Every patient who urges “I can’t talk about my problems to this fat bitch,” Or shouts “Stupid fat cunt,” loudly, across the parking lot, for two hours. Every girl who laughs at me at the gym, knowing full well I’m lifting their weight, just because I look bigger than them. Every man who has told me to kill myself just because I’m fat. Every man who has threatened to rape me because fat women “should take what they can get”. Every “what are you going to do about your weight?” “How’s your diet going?” “You’re not THAT big,” “you’ll feel better if you lost weight”, “your eating disorder isn’t real”, “Don’t eat that”, “a guy that attractive shouldn’t be with her,” every doctor who’s dismissed my symptoms and put my weight as the biggest problem in my life, every therapist who’s told me that losing weight will fix my depression, every rude comment I receive when I walk into a bar.. See? It’s not just a journalist. These are a handful of experiences I’ve had in the last six months alone. I could never write down all of them. The problem isn’t a shitty writer trying to gain clout. The problem is the way people think of fat bodies.
Fat women are scared. Scared to fuck with the lights on, scared to wear bikinis, scared to not laugh at the jokes, scared to eat food in front of people, scared to be active near thin people, and now we have to be afraid of wearing fucking Nike, too. So, I guess I want to ask my fellow large humans (and all other humans) this: Stop being afraid. “Buy the ticket, take the ride” Go on the run, buy the crop top, wear the short skirt, fuck the guy/girl/non binary person, go on the trip, do whatever it is you fucking want to do because people like Tanya Fuckin Gold are going to shit on you anyway.
As I said, I’m still fat.
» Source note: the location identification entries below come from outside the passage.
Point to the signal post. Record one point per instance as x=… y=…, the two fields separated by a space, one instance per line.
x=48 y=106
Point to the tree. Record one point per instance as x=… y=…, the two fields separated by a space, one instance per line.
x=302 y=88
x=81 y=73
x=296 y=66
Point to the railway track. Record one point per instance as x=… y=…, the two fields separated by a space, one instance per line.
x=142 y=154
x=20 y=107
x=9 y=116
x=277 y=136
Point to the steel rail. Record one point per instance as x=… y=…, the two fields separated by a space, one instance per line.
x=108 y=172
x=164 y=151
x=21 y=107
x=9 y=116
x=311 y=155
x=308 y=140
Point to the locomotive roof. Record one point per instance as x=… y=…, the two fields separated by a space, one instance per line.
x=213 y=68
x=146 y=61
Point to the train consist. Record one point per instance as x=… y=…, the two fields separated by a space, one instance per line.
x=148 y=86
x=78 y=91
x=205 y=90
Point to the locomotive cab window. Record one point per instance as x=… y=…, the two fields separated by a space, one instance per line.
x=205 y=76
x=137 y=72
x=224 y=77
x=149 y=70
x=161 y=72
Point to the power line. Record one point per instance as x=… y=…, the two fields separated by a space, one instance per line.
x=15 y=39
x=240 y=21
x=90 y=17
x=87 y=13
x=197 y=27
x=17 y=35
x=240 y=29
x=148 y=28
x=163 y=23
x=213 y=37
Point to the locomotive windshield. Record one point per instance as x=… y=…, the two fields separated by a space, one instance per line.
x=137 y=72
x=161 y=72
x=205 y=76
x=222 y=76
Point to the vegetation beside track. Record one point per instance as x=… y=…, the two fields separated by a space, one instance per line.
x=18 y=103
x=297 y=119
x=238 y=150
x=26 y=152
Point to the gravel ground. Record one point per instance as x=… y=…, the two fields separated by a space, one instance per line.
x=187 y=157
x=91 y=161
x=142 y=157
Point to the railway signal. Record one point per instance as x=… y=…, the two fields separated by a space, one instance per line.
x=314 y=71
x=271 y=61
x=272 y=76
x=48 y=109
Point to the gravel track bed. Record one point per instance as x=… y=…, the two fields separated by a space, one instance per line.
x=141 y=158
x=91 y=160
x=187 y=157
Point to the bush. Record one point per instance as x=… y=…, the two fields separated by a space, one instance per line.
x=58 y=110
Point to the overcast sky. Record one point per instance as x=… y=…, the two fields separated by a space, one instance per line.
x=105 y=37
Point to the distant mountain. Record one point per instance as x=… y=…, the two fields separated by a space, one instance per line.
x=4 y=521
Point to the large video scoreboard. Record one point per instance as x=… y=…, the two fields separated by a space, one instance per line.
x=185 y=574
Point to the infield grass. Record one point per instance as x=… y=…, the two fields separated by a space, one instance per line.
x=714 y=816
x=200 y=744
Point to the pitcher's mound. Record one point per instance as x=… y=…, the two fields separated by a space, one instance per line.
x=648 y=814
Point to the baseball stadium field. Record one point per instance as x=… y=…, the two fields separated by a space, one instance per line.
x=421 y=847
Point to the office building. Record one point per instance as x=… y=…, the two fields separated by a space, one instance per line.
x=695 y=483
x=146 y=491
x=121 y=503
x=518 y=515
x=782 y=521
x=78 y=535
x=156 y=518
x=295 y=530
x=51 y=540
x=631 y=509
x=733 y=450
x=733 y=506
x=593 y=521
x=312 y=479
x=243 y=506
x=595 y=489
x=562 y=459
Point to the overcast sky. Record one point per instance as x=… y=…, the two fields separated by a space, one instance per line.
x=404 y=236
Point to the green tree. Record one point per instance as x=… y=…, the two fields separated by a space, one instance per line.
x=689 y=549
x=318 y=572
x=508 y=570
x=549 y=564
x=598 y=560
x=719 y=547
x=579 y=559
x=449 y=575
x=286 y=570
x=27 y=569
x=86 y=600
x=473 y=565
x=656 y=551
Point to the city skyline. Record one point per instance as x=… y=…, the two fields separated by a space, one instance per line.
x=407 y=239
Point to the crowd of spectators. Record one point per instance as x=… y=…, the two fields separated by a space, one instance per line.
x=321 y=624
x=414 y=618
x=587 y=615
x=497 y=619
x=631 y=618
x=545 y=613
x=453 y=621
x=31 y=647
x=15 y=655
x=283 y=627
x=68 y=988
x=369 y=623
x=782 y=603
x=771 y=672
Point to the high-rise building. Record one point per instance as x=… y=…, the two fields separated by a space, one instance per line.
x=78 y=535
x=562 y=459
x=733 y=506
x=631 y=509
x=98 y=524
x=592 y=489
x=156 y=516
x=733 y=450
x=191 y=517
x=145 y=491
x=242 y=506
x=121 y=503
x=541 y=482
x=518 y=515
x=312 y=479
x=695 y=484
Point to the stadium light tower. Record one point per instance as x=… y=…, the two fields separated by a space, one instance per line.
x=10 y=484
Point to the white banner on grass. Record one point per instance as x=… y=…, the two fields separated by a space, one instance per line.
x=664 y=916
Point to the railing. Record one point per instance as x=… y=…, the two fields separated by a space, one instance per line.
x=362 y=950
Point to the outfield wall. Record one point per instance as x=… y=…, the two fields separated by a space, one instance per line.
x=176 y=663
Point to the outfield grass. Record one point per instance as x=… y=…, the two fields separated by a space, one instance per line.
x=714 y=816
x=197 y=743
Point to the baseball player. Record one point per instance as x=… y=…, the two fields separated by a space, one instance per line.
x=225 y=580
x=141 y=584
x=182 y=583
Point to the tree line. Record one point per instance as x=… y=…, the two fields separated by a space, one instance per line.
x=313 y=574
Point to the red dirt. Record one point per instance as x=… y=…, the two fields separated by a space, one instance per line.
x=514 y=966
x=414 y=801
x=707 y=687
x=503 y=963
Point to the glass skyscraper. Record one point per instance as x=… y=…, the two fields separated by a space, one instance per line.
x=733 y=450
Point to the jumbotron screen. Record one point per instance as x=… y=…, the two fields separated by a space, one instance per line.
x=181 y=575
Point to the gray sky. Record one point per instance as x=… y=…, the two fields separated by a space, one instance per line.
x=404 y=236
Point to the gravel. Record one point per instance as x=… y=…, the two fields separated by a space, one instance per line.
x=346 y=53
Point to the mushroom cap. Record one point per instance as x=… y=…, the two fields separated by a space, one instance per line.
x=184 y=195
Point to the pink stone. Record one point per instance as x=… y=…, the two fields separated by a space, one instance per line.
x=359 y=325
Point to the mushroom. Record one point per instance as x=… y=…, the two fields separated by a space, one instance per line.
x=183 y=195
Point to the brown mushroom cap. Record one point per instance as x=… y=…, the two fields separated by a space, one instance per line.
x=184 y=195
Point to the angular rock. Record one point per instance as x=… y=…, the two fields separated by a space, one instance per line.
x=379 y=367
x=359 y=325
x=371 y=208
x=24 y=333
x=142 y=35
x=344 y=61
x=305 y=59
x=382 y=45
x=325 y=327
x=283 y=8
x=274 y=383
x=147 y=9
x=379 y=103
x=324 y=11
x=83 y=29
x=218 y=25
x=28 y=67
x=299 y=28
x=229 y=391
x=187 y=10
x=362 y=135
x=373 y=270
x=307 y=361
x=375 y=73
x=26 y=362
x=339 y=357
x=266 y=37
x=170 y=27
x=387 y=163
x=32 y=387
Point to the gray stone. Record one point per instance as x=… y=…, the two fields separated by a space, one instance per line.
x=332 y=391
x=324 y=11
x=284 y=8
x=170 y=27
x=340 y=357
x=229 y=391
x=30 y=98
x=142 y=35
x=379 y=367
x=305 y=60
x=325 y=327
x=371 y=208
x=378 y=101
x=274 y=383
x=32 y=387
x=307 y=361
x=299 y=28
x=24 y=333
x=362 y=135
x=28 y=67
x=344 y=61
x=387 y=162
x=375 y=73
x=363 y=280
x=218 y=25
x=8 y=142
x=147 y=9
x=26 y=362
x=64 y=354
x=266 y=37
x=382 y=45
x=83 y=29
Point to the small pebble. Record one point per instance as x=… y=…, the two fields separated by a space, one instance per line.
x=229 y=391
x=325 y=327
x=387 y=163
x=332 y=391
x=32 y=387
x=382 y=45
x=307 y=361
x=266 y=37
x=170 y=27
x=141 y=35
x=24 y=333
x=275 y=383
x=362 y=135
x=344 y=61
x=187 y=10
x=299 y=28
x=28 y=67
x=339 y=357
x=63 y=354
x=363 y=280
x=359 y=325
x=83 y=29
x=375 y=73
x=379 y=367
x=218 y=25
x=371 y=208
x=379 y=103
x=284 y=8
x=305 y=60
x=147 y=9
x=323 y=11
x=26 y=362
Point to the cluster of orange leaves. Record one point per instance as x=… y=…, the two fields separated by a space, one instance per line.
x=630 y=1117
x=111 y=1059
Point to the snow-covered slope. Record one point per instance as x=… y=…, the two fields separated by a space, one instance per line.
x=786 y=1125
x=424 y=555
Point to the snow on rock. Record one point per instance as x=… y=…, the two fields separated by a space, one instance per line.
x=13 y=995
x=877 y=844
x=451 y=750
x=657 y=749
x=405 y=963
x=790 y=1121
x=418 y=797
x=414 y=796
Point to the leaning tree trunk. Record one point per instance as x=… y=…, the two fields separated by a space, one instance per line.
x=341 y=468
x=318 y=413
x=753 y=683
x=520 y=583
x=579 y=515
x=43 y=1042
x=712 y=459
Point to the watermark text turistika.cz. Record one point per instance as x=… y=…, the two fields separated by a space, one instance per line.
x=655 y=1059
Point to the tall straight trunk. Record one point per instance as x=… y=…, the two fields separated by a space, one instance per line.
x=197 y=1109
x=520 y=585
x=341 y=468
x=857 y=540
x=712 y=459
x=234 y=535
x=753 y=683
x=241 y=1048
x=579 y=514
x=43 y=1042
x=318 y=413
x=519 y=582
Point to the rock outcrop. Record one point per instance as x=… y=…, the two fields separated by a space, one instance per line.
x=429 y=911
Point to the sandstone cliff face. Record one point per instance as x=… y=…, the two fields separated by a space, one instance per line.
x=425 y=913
I’ve always been fat, and always will be. That will never change. What has changed since I entered my mid 20’s is my mindset. I no longer think of fat as a bad word. Some days, I really hate my body. Some days I cry when I look in the mirror. Some days, the words and comments do get to me. But more days than ever before, I look at the muscles in my legs and feel powerful. I feel the soreness in my chest from arm day, and feel strong. I see the lose skin and fat on my tummy, hips, and thighs, and see a woman who has conquered so many fears, challenged so many voices, and accomplished so many things. When I run, I feel courageous. When I lift a new PR, I feel powerful. When I stand up for myself and others, I feel intelligent. When I am naked, I feel sexy. When I challenge stereotypes, I feel brave. When I hear the voice in my head, I hear love.
I hope you learn to hear love, too. Even you, Tanya Gold. Even you.